The real impact of Thanksgiving won’t be seen until at least mid-December — right before yet another holiday known for travel and gatherings with loved ones.
What’s the potential impact of a post-Thanksgiving spike?
Epidemiologists continue to point to hospitalization rates as one of the most reliable metrics for case increases and severity.
The actual hospitalizations, though, could be a problem. The U.S. is currently averaging 1,500 deaths per day, or about one death per minute, meaning, in turn, that hospital resources around the country are stretched thin.
Medical facilities across this region are preparing for the second surge, this time with more information and resources at their disposal, but with the additional fatigue of a nine-month pandemic.
“I’m worried that people are getting tired, the community is getting tired, that people won’t be as cautious,” Patrick Lenahen, chief medical officer of Roxborough Memorial Hospital, told WHYY News in November. “If it’s the same type of environment we experienced in the spring, I would think we’re better served to handle it … [but] I’m not sure anyone’s psychologically ready to take that back on again.”
It’s frustrating to think about a rise in cases, Snyder said, especially as someone who chose not to see family this year.
“I fully understand the level of people needing human connection and family connection that the holiday provides … for me, a lot of the frustration comes from failure of policy, and a failure of leadership at the federal level to provide states and cities, and people, with the resources they need to stay home.”

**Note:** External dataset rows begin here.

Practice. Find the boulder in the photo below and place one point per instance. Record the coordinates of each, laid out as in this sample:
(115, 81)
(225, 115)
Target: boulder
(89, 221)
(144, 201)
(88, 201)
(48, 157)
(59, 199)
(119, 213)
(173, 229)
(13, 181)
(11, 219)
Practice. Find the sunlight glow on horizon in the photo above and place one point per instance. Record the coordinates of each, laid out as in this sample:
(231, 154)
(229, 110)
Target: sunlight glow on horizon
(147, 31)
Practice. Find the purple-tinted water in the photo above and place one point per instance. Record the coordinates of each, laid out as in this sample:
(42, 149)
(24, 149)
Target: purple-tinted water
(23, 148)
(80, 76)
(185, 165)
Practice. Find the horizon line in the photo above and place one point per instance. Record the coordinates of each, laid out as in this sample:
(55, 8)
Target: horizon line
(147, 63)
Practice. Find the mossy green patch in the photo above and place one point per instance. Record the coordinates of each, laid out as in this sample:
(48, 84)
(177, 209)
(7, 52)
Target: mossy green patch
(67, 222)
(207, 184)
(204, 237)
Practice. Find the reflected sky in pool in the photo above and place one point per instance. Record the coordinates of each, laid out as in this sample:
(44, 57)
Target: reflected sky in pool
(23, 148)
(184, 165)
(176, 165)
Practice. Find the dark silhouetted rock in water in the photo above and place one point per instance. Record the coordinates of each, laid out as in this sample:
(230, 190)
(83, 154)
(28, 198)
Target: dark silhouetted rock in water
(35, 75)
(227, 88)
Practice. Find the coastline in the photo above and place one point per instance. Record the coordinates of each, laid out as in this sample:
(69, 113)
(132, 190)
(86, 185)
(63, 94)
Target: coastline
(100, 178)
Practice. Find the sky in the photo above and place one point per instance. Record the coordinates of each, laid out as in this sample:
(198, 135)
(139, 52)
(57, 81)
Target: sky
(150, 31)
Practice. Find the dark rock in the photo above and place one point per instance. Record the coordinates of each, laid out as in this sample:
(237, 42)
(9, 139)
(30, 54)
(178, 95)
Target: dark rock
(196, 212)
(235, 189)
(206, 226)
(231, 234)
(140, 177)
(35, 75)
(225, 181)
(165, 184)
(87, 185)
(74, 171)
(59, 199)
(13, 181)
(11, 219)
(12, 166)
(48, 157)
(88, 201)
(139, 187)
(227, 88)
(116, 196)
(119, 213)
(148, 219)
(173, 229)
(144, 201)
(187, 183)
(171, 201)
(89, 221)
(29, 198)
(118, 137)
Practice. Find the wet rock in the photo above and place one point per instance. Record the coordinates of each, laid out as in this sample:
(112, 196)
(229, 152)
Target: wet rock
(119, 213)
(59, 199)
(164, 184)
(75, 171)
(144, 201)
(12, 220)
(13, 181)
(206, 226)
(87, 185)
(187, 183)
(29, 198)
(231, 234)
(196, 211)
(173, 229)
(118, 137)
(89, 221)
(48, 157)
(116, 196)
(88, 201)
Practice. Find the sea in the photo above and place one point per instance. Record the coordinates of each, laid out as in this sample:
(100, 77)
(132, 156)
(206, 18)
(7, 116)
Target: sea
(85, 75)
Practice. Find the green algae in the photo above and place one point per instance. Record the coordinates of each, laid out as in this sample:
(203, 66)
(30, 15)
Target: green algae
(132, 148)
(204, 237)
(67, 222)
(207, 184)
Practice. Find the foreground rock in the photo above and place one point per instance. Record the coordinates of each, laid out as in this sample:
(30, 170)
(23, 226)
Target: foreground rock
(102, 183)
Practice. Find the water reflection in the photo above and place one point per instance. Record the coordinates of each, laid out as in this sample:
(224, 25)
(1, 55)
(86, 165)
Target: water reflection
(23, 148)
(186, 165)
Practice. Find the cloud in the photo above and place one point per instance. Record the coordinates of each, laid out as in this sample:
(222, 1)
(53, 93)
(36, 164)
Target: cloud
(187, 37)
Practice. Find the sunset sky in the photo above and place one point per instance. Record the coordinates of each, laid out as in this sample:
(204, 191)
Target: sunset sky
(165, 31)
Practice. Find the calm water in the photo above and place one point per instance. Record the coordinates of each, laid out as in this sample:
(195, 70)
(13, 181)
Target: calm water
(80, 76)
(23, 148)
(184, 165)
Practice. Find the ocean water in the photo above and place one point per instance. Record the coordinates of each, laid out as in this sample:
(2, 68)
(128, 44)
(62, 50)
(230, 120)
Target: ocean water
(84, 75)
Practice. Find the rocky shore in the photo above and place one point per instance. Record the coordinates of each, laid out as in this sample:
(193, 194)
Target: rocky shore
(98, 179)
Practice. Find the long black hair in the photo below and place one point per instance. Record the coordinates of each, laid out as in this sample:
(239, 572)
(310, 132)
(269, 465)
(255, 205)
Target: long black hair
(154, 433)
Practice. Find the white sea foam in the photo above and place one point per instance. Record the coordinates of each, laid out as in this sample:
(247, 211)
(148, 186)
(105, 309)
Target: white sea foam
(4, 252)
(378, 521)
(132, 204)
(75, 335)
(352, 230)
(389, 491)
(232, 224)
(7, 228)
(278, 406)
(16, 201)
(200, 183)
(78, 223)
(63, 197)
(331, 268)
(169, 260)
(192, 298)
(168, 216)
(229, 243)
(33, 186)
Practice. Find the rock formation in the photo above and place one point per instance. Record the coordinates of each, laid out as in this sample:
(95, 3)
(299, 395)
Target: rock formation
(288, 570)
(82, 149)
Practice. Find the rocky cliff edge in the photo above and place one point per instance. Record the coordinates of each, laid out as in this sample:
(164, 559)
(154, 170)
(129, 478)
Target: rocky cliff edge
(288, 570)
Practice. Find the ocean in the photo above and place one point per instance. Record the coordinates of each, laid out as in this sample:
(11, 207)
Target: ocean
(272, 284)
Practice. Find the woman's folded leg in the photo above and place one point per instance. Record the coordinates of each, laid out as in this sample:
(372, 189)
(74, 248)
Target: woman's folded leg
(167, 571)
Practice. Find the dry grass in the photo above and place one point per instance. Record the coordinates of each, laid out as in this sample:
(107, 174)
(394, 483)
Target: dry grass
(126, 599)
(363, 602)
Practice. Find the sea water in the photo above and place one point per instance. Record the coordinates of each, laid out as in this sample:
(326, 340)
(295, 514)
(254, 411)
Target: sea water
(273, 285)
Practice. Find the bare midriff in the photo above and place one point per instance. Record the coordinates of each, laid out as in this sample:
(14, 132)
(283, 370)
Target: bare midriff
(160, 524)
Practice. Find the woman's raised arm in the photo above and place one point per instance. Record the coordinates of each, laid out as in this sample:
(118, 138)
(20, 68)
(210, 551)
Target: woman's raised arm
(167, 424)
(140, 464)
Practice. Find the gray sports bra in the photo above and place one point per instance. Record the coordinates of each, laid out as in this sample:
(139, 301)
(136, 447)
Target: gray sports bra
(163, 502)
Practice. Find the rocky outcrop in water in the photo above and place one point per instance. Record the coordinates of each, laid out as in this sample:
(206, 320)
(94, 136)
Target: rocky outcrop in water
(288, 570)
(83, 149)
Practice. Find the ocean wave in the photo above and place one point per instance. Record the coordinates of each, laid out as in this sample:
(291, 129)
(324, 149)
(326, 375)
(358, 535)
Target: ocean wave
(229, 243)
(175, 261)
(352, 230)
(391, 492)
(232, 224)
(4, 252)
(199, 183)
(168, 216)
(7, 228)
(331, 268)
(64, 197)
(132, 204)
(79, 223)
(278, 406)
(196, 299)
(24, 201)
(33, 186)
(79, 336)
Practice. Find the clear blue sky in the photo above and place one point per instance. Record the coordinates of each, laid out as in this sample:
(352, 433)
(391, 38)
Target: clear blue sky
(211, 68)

Conflicting messaging from local, regional, and national officials, coupled with economic struggle, housing crisis, and lack of health support, has made COVID-19 particularly difficult to deal with.
“I think shifting the burden onto individuals isn’t an effective solution for a global pandemic,” Snyder said.
What do we do now?
Thanksgiving could provide a useful blueprint to project the impact of holiday gatherings and shape public health messaging accordingly, said Temple University epidemiologist Aimee Palumbo. She’s “keeping an eye out” to see what happens in the following weeks.
“I think we’ll learn a lot about people’s actual behaviors over holidays,” Palumbo said. “And that can hopefully inform how we approach messaging around Christmas and New Year’s.”
And local residents will try to figure out how to plan for the holidays coming up.
For his part, Ian Snyder isn’t planning to see his family this month. Especially if the surge in cases increases in Philadelphia, he doesn’t see the possibility of a visit getting any safer.
But, he said, “I made a choice that I feel very settled in, because I know that my family will be there for future celebrations and holidays of all kinds … and I can find a way to grapple with any trade-off.”